ゾクッと背中を何かが這いずるような感覚に襲われた。嫌な予感、虫の知らせ、というやつだったのかもしれない。
「大丈夫?」と下に向けた顔を覗き込む瑞希に、頷くことで答えを返すと、また周りを気にしてから公園の中へと戻った。
電話が来たのは二時五十分だった。携帯の液晶に登録していない番号がでかでかと映し出され、緊張が走ったと同時に黒い色の普通車が公園の横に停車した。
吸い寄せられるように車に近づくと窓から中を覗いた。
雛の姿がない。
そう思った瞬間、鈍い音がして頭に強い衝撃と激しい痛みを感じた。勢い良く頭が上、下、上の順番で上下に揺れると、そのままの勢いで身体は地面に横になった。そして、目の前は真っ暗に変わった。
目が覚めた時、僕は病院のベッドに寝ていた。が、その理由を思い出せたのはもう少し後のことだった。
硬いベッドの中心で仰向けになって寝ていた僕の視線に一番に飛び込んできたのは、真っ白な天井とそこに取り付けられた昼白色の光だった。

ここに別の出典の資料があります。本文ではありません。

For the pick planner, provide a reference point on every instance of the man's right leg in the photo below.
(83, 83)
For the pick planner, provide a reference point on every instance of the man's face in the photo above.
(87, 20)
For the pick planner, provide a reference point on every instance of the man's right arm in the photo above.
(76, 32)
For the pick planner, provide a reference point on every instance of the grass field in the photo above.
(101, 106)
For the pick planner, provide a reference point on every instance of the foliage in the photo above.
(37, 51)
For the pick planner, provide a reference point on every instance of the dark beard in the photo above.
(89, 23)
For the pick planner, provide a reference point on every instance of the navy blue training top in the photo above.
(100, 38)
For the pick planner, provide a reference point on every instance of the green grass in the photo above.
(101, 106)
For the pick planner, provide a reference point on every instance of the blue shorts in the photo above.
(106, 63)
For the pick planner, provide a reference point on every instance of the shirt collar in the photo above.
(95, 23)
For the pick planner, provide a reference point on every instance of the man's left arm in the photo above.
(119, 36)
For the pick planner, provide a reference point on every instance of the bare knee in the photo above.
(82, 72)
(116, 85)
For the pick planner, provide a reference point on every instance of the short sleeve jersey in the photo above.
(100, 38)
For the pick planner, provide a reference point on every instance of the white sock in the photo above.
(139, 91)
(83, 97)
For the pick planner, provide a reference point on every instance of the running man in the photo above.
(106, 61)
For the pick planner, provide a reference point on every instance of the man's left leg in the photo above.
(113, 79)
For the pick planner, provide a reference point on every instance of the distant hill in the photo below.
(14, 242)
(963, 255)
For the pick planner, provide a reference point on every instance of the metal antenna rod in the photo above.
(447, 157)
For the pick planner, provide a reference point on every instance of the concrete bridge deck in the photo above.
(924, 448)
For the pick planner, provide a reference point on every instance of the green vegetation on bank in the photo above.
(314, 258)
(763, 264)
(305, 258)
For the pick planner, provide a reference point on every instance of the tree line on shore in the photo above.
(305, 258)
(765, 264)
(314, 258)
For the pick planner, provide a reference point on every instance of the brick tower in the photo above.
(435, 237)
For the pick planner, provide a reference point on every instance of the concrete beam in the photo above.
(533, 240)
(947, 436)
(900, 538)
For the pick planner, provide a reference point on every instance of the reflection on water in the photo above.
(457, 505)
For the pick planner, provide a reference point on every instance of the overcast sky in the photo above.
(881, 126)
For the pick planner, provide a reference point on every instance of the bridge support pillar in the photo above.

すぐに体を起こして辺りを見回すと、ベッドの横に、小学校の体育館で使うようなパイプ椅子を置いて座っていた瑞希が、握っていた手をそのままに「良かったあ」と呟いた。
状況が整理できていない僕の動揺に気付きもせず、瑞希は瞳から出てくる一掬の涙をしきりに拭いていた。
最初はその涙は単に、僕が目を覚ましたことが深く心を揺さぶったのだろうと思った。確かにそれもあったかもしれない。だが、上にぐんぐん伸びていっては最後に爆音と火花を飛ばして夜空に広がる打ち上げ花火のように、瑞希と結ばれた右手の甲に何度となく落ちる涙と荒れた息遣いが、その涙を悲しいものに思わせた。
涙を枯らした瑞希は次第に息を整えて、何も言わず一枚の写真を僕に渡す。写真を受け取るとすぐに写っている内容を確認した。
音を立てないように、そっと扉を閉めると階下へ下りる。テレビを点けると、丸い眼鏡を付けた太めの男性が、最近の日本の政治についての話をしている番組がやっていた。
しかし、あまりこういった番組は好きではない。よく分かっていない人たちが集まって適当なことを言っているだけに思えるからだ。
もう少しマシな番組をとザッピングしてみるが、特に面白い番組はやっておらず、仕方なくそのまま電源を切った。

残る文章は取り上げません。